Are Data Center "Tiers" Still Relevant? 98
miller60 writes "In their efforts at uptime, are data centers relying too much on infrastructure and not enough on best practices? That question is at the heart of an ongoing industry debate about the merits of the tier system, a four-level classification of data center reliability developed by The Uptime Institute. Critics assert that the historic focus on Uptime tiers prompts companies to default to Tier III or Tier IV designs that emphasize investment in redundant UPSes and generators. Uptime says that many industries continue to require mission-critical data centers with high levels of redundancy, which are needed to perform maintenance without taking a data center offline. Given the recent series of data center outages and the current focus on corporate cost control, the debate reflects the industry focus on how to get the most uptime for the data center dollar."
pointless marketing (Score:5, Informative)
Critics assert that the historic focus on Uptime tiers prompts companies to default to Tier III or Tier IV designs that emphasize investment in redundant UPSes and generators
I've been involved in this field for about 15 years.

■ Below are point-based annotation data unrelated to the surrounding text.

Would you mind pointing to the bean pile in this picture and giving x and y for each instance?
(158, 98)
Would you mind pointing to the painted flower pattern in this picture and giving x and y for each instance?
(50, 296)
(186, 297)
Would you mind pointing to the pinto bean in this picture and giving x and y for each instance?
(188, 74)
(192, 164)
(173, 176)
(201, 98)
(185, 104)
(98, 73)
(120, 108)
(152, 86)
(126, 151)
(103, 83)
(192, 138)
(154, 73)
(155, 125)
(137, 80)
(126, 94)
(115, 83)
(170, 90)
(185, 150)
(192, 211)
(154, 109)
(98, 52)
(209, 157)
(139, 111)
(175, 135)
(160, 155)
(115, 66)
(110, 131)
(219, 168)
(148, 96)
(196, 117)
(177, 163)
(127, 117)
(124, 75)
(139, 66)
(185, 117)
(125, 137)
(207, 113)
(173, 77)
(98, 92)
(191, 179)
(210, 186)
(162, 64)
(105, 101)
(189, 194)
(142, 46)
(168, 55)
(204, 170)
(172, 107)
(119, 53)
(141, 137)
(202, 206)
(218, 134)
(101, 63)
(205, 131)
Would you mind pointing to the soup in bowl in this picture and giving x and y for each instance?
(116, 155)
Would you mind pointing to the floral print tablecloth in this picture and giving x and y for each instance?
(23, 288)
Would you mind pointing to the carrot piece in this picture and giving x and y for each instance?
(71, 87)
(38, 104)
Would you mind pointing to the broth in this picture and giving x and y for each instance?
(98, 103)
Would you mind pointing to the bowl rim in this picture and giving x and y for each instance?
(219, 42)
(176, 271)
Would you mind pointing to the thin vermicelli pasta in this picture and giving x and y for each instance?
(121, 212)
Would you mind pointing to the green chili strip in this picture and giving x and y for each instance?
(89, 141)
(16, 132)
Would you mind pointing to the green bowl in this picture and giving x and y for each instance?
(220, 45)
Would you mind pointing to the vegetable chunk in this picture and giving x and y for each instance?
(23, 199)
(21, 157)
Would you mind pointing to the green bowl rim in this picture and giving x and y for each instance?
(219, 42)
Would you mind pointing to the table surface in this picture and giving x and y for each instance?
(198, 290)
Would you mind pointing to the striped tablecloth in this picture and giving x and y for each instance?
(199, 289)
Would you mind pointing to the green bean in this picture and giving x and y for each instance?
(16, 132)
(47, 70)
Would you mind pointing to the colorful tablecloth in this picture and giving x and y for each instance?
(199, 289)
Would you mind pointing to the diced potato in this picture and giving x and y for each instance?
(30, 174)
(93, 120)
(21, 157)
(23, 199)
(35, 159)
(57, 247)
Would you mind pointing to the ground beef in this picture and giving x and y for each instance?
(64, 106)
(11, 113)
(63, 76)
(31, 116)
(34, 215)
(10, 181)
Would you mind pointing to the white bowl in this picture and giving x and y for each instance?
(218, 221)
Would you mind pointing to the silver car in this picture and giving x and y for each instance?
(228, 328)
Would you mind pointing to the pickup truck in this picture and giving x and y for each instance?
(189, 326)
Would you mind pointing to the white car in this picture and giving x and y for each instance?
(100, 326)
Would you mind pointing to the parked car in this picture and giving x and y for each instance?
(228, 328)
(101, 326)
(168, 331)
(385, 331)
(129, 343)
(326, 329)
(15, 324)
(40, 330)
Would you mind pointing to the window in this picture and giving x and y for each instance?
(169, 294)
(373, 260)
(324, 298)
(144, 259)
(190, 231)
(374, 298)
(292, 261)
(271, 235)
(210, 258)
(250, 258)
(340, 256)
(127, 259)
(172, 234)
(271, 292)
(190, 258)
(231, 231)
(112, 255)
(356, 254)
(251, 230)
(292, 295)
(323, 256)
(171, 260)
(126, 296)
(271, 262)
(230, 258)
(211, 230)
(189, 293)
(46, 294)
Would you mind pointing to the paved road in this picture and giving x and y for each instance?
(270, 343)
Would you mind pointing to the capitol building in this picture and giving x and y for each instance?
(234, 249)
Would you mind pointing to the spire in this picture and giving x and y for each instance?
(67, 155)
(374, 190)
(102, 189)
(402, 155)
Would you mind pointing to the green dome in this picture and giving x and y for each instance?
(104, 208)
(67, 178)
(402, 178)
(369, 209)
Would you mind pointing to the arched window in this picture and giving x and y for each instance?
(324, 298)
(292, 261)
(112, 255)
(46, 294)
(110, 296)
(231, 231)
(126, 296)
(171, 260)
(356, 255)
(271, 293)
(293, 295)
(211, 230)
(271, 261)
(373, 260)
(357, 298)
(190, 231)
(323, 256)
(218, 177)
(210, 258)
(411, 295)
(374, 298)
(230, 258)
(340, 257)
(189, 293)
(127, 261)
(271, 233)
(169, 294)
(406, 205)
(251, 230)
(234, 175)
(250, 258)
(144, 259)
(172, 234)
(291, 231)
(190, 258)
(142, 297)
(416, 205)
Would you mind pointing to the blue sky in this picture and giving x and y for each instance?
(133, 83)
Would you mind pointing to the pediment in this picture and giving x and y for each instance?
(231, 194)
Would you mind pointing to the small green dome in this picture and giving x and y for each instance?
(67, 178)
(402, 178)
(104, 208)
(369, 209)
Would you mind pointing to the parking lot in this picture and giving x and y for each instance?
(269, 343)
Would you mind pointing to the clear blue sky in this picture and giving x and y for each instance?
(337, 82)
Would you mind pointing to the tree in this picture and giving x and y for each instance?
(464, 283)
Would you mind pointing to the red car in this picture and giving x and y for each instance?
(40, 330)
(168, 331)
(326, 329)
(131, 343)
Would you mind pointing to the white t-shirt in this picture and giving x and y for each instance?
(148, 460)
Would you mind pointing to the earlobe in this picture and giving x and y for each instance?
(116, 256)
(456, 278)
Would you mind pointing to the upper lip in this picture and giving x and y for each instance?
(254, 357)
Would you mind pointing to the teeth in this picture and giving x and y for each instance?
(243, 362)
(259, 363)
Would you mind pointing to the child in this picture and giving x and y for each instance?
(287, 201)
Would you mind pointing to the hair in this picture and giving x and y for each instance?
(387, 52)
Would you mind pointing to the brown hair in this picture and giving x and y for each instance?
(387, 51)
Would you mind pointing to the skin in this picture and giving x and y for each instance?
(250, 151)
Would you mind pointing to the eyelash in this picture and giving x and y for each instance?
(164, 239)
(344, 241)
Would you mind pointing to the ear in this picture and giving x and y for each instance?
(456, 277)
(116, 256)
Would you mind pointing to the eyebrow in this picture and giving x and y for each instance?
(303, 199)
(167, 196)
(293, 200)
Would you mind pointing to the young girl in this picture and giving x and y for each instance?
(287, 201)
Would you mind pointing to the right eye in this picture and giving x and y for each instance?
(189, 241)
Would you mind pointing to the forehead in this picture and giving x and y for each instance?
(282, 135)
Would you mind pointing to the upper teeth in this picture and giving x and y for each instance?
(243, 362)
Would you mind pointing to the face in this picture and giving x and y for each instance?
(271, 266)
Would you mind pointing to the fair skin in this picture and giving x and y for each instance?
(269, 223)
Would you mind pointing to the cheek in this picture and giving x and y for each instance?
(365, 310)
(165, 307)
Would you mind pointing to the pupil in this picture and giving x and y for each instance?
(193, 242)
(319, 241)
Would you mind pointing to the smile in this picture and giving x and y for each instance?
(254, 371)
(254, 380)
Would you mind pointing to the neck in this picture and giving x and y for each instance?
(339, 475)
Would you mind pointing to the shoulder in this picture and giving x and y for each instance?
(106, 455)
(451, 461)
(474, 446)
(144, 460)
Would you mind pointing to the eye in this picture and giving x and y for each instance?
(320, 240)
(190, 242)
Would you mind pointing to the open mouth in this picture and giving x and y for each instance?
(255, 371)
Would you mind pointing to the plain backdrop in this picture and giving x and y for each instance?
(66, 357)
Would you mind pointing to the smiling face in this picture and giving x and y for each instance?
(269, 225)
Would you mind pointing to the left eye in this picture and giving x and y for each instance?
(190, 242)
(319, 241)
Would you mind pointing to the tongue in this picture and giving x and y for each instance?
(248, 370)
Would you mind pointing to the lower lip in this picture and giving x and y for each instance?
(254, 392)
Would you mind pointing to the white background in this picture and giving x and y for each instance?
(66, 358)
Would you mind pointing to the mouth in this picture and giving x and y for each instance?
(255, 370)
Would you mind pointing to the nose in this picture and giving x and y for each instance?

The funniest misconception I've run into, time and time again, is that an unmaintained UPS, unmaintained battery bank, unmaintained transfer switch, and unmaintained generator will somehow act as magical charms so as to be more reliable than the commercial power they are supposedly backing up. And yes I've been involved in numerous power failure incidents (dozens) at numerous companies, and only experienced two incidents of successful backup of commercial power loss.
Transfer switches that don't switch. Generators that don't start below 50 degrees. Generators with empty fuel tanks staffed by smirking employees with diesel vehicles. When you're adding capacity to battery string A, and the contractor shorts out the mislabeled B bus while pulling cable for the "A" bus.
Experience shows that if a companies core competency is not running power plants, they would be better off not trying to build and maintain a small electrical power plant. Microsoft has conditioned users to expect failure and unreliability, use that conditioning to your advantage... the users don't particularly care if its down because of a OS patch or a loss of -48VDC...
Re:RAID (Score:3, Informative)
Why go with a huge, multiple 9's datacenter, when you can go the way of google, and have a RAID: Redundant Array of Inexpensive Datacenters.. Is really better to have 1000 machines in a 5-9's location, or 500 systems each in a 4-9's, with extra cash in hand?
That all depends. A 5 9s datacenter is a full ten times more reliable than a 4 9s datacenter (mathematically speaking). So, all things being equal (again, mathematically), you would need ten 4-9 centers to be as reliable as your one 5-9 center. However geographic dispersion, outage recover lead time, bandwidth costs, maintenance, etc. can all factor in to sway the equation either way. It really comes down to itemizing your outage threats, pairing that with the cost of redundancy for each threatened component, and then looking at the cost of downtime as part of the business process. It's rarely as simple as "why not just build two at twice the price".
Re:But it's never the software... (Score:3, Informative)
Perhaps this TDWTF article [thedailywtf.com] is what you were thinking of?
--- Mr. DOS
Re:No (Score:3, Informative)
Because of this our Data center has redundant UPS and Redundant Generators. All but the least critical servers have dual power supplys, plugged into independent circuits.
We have multiple ACs but they are not strictly set up to be redundant. When one breaks down we have to haul standing fans to the area to keep the machines cool enough while the AC is repaired.
The stupid thing though is that most of the smaller switches have a single power supply and most machines are plugged into a single switch. So our last UPS failure resulted in two whole racks of servers being inaccessible for 15 minutes, while I ran over there, figured out what the problem was and plugged the switch into a neighboring RACK.
Re:RAID (Score:1, Informative)
Inaccurate math aside, "4 Nines" is 4 minutes per month. ie: restart the machine at midnight on the first of the month. "5 nines" is 5 minutes a year, a restart every Jan 1st. Properly managed, neither of these is particularly disruptive.
If your concern is unplanned outages, then two independent "4 nines" data centers have eight nines of reliability, because there's a 99.99% probability that the second data center will be funtional when the first one goes down. Of course, you can't predict susceptibility to unplanned outages, so "4 nines" or "5 nines" in that context is a made up number.